Morontia-verschijningen van Jezus

Herauten van de opstanding  •  Jezus’ verschijning in Betanië  •  Ten huize van Jozef  •  Verschijning aan de Grieken  •  De wandeling met de twee broeders

DE opgestane Jezus maakt zich nu op om een korte periode op Urantia door te brengen, met het doel de opgaande morontia-loopbaan van een sterveling uit deze gebieden te ervaren. Ofschoon deze periode van het morontia-leven zal worden doorgebracht op de wereld van zijn incarnatie als sterveling, zal zij hoe dan ook in alle opzichten het equivalent zijn van de ervaring van stervelingen uit Satania die het progressieve morontia-leven van de zeven woningwerelden van Jerusem doorlopen.

190:0.2

Al deze kracht die inherent is in Jezus—de gave des levens—en die hem in staat heeft gesteld uit de dood te verrijzen, is dezelfde gave van eeuwig leven die hij schenkt aan gelovigen in het koninkrijk, en die nu reeds hun opstanding uit de banden van de natuurlijke dood zeker stelt.

190:0.3

De stervelingen van deze gebieden zullen in de morgen van de opstanding met hetzelfde type overgangs- of morontia-lichaam verrijzen als Jezus toen hij deze zondagochtend opstond uit het graf.
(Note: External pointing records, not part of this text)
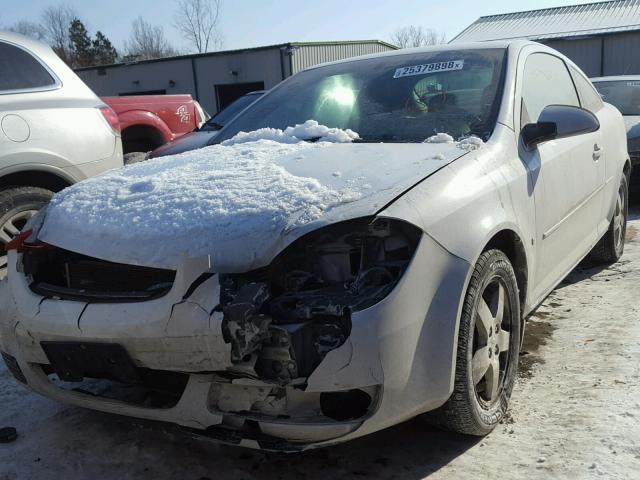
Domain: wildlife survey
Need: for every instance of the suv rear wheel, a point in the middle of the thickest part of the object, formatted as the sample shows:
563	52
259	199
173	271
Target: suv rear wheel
17	206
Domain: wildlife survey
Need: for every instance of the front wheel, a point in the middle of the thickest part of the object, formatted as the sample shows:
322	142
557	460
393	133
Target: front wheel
488	348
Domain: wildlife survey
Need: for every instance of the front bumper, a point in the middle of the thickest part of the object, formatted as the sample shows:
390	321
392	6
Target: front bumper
401	352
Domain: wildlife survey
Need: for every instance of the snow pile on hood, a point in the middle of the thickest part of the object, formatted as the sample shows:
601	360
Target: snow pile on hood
440	138
307	131
197	203
470	143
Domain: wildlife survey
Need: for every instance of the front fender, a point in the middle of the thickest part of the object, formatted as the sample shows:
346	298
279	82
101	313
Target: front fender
464	205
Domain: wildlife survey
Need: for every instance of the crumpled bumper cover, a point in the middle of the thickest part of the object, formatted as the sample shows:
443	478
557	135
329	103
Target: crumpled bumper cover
401	351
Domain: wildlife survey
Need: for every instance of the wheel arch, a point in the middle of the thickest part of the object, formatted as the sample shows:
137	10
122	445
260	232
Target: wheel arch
510	243
33	177
141	129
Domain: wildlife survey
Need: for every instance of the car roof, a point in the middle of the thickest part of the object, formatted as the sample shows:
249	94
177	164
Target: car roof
613	78
516	44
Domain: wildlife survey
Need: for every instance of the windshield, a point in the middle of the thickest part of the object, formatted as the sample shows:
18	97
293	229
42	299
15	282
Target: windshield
399	98
223	116
622	94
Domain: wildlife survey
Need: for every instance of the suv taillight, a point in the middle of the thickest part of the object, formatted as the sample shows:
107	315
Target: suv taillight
112	118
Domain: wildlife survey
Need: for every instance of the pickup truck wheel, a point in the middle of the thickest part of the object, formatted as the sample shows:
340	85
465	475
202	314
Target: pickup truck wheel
17	206
488	348
611	246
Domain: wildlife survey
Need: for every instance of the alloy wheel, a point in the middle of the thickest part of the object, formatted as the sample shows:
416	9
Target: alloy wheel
491	342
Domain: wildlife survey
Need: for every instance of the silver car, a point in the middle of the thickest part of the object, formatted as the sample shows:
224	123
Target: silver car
362	247
54	132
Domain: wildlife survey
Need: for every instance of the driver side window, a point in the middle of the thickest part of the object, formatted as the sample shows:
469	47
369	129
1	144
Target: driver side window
546	81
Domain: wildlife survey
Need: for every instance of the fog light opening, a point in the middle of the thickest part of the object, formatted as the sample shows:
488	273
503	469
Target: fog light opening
342	406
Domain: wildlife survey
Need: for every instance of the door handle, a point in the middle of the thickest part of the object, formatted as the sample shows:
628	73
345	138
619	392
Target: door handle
596	152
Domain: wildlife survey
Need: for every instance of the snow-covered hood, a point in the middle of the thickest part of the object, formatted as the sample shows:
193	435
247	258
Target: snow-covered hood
239	204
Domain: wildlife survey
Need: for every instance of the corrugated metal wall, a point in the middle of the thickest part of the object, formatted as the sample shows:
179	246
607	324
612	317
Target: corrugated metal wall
611	54
305	56
621	54
585	52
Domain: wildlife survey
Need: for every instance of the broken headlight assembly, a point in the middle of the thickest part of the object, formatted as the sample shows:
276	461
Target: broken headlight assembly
282	320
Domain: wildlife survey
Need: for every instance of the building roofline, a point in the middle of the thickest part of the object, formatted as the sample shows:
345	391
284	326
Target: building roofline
235	51
520	12
535	10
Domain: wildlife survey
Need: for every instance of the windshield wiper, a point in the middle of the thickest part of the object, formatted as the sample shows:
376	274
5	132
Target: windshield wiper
211	123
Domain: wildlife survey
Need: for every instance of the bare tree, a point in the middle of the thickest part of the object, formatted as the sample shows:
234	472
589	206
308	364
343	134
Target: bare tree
414	36
197	21
56	21
147	41
29	29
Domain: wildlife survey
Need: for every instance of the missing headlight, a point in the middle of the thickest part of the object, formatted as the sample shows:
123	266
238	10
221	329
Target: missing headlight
313	288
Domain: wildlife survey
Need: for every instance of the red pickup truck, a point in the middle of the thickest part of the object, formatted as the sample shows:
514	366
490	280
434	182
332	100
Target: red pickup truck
148	121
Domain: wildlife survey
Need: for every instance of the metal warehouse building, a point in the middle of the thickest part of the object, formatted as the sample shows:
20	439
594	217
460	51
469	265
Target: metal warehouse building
216	79
602	38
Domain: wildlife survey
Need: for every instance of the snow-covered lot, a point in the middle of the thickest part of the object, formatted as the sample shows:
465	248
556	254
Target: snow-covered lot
575	413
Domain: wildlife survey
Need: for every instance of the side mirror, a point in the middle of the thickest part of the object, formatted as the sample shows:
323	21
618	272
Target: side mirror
558	121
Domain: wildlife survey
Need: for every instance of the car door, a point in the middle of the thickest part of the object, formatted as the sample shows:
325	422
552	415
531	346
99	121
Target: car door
566	174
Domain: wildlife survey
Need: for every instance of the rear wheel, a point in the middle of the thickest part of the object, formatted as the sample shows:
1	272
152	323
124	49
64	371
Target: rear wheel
488	348
17	206
611	247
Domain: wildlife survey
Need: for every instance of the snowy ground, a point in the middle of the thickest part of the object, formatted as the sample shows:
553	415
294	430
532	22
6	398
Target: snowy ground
575	413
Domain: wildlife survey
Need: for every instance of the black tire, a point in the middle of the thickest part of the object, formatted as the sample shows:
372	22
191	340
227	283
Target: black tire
15	203
611	246
468	410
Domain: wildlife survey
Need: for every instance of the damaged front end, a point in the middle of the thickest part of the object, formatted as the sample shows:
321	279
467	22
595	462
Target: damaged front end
243	365
282	320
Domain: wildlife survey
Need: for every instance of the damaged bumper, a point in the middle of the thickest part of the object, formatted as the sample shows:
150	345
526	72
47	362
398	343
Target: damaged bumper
198	369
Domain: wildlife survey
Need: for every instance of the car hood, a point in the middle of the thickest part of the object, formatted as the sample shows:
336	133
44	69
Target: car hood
189	141
237	205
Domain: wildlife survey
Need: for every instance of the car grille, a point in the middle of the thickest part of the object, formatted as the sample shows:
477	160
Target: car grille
70	276
14	368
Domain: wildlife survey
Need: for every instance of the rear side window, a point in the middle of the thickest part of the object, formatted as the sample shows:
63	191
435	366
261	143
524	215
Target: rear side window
21	71
546	82
589	98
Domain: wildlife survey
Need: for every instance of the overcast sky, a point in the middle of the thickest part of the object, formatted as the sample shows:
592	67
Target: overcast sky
250	23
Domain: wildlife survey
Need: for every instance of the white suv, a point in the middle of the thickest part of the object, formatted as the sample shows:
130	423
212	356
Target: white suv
54	131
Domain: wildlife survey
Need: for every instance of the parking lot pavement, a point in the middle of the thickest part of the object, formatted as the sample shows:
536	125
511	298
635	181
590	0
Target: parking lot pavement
575	413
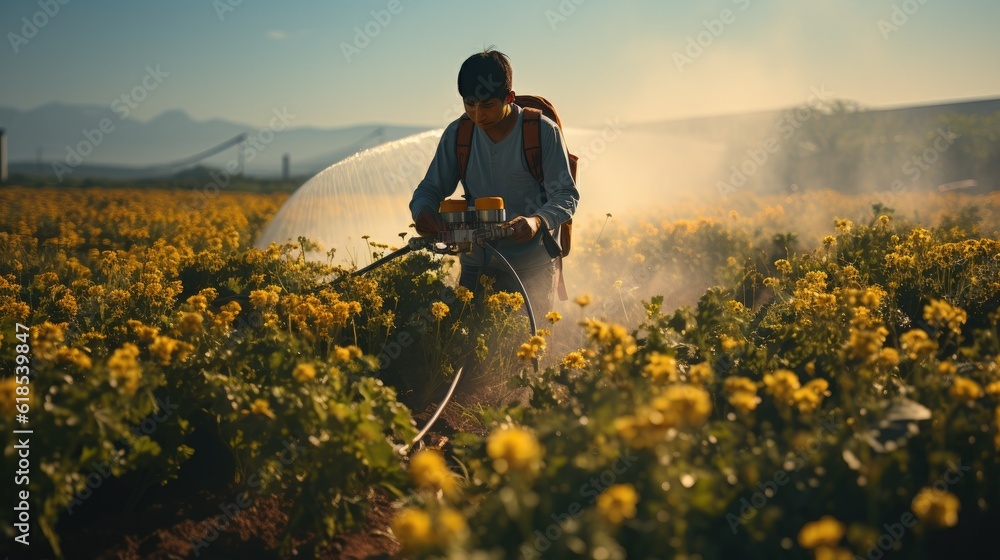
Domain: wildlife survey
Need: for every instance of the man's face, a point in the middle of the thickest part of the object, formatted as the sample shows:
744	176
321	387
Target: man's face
488	113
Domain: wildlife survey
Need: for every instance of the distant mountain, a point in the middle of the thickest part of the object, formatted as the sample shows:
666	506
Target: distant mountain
72	135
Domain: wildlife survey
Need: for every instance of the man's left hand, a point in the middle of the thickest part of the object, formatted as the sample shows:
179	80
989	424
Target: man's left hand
523	228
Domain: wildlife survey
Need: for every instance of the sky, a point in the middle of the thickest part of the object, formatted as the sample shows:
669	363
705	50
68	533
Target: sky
339	63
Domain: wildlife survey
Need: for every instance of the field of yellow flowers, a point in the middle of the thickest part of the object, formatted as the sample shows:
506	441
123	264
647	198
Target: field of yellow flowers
798	379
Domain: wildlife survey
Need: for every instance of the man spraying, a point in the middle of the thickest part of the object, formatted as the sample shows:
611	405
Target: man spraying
496	156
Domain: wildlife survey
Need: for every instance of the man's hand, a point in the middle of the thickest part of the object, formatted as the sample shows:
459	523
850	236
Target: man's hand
428	224
522	228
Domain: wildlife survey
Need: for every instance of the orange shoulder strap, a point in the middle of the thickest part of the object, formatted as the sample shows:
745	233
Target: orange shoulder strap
463	145
531	136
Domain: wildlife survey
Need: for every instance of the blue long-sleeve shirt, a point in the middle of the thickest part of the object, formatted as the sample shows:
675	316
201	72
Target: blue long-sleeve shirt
499	169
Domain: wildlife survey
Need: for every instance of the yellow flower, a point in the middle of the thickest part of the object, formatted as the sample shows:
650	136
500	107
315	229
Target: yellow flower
526	352
744	402
575	360
463	294
414	529
938	508
514	449
782	385
865	344
827	531
888	357
682	404
304	372
917	344
941	314
946	368
74	356
700	374
439	310
428	469
125	369
451	525
163	348
965	389
343	354
500	300
262	407
736	384
537	342
728	343
617	503
783	266
808	398
191	322
993	390
661	367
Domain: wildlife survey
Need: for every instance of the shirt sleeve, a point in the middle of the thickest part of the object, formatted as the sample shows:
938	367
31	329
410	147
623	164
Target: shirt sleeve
441	179
560	188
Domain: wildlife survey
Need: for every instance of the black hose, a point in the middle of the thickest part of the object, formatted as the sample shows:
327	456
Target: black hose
383	260
527	302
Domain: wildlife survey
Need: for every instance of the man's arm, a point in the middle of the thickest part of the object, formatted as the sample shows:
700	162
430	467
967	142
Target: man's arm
441	179
560	189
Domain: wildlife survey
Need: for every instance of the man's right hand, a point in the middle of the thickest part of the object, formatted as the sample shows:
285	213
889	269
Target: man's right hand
428	224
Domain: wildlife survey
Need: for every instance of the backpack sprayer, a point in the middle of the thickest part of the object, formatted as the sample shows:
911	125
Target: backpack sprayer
482	224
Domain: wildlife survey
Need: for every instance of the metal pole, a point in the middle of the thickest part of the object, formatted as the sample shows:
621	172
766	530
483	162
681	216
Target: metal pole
3	155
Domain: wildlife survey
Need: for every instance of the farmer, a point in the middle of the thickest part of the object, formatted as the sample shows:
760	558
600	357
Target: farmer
497	167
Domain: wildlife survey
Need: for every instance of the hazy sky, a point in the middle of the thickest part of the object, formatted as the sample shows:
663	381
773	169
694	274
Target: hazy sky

Dergelijke lichamen hebben geen circulerend bloed en dergelijke wezens gebruiken geen gewoon materieel voedsel, maar niettmin zijn deze morontia-gedaanten reëel. Toen de verschillende gelovigen Jezus zagen na zijn opstanding, zagen ze hem werkelijk; ze waren niet het slachtoffer van zelfmisleiding, visioenen of hallucinaties.

190:0.4

Blijvend geloof in de opstanding van Jezus was het hoofdkenmerk van het geloof van alle takken van het eerste onderricht van het evangelie. In Jeruzalem, Alexandrië, Antiochië en Filadelfia waren alle leraren van het evangelie één in dit impliciete geloof in de opstanding van de Meester.

190:0.5

Wanneer wij de prominente rol beschouwen die Maria Magdalena speelde bij de verkondiging van de opstanding van de Meester, moeten wij daarbij zeggen dat Maria de voornaamste woordvoerster was voor het vrouwenkorps, zoals Petrus dat was voor de apostelen. Maria was niet het hoofd van de vrouwelijke medewerkers, maar ze was wel hun voornaamste lerares en spreekster in het openbaar. Maria was een zeer behoedzame vrouw geworden, en de vrijmoedigheid waarmee ze de man aansprak die zij voor de hovenier van de tuin van Jozef hield, tekent daarom vooral hoe ontzet zij was toen zij het graf leeg aantrof. Het was de diepte en smart van haar liefde, de volheid van haar overgave, die haar een ogenblik lang de conventionele terughoudendheid deed vergeten van een Joodse vrouw om een vreemde man te benaderen.